I use two matched set of 2015 Blades, rotating sets to help with string wear and maintaining a bit of consistency in tension. I use a set until they start feeling dead, then I send those to the sohp to be restrung and play with the fresh set. That allows me to have two in the shop, but still two to play with. I use two to play with because I change racquet on every changeover. Sometimes I do change strung tension between sets just for testing, but for the most part I string all of them the same, depdning on time of year.
I love this place.I've recently started doing something that has a made a pretty big difference in my game. I have one racket that I start the match with strung with Velocity/Strike Force RIP that gives me decent spin and control and is somewhat forgiving. Then for the second set I switch to a racket (same model/weight) strung with Cyclone Tour/Revolve that is lower powered and has more spin that I can be very aggressive with. I had a problem where as a match went on I would get less and less aggressive with my shots, even if I was playing great and winning big. This has helped solve that problem for me. I can get into the match hitting well and then switch to my more aggressive setup and still feel confident swinging out and going for my shots. Not sure what I will do if I have to go to a third set, but it hasn't come up yet and I'm undefeated in the 11 matches I've played this way.

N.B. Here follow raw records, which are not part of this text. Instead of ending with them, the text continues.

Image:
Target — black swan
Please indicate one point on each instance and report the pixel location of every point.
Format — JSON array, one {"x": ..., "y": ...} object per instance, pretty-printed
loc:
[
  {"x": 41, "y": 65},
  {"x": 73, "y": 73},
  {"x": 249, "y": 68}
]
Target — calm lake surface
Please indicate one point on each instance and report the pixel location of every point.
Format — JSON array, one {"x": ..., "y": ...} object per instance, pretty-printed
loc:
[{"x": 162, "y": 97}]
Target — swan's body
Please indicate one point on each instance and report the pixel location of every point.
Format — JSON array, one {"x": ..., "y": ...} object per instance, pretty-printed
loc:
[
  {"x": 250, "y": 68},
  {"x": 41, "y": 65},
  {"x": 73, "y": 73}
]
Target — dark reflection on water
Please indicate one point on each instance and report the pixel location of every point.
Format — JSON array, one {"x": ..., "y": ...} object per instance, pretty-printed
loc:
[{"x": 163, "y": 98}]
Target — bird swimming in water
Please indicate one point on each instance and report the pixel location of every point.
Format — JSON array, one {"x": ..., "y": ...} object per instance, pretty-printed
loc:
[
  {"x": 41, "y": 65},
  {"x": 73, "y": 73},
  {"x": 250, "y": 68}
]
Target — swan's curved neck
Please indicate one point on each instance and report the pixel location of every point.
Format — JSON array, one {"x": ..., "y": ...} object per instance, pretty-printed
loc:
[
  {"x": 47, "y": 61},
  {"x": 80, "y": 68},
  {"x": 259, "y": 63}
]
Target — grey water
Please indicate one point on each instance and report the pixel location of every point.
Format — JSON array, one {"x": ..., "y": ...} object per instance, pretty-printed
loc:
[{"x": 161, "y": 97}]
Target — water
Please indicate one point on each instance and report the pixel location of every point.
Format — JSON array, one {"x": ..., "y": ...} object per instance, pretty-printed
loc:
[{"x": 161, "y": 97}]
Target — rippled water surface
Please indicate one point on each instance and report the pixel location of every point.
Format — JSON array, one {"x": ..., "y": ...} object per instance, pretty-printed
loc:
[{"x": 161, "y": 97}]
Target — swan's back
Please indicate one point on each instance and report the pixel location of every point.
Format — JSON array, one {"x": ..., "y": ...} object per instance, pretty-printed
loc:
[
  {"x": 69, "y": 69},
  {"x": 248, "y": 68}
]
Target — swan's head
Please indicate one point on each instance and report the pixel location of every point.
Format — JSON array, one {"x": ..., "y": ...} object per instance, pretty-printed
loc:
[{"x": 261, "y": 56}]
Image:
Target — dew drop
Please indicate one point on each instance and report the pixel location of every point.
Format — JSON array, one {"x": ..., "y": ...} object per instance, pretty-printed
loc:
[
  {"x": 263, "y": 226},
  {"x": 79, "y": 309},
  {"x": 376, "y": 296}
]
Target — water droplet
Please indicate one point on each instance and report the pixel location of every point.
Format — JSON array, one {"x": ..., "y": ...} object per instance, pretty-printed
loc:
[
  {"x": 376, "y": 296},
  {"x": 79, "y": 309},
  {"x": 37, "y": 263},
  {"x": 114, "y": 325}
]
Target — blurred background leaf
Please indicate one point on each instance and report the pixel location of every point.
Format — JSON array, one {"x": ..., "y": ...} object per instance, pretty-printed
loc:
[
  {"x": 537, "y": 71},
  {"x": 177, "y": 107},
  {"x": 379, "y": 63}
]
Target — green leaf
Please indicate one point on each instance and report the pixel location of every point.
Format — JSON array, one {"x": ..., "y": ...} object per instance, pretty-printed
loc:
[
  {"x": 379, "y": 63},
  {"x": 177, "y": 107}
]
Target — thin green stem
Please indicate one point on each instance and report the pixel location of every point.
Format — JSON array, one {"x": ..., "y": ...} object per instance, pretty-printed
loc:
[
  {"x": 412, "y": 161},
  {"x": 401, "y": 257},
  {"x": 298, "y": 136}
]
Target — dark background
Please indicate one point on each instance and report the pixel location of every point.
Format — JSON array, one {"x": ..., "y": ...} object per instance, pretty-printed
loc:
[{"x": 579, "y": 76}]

Is this something anyone else does or am I just using my equipment to cover up a mental weakness?
Same for me but 2 racquets.I bring 4. They are identical - matched, and strung the same.
I'm not a string breaker but am a very heavy sweater, and down here in FL my grips get soaked and slippery within 10 mins. So I usually rotate between racquets at each change over, so that by that time I'm back to the first one the grip has mostly dried out.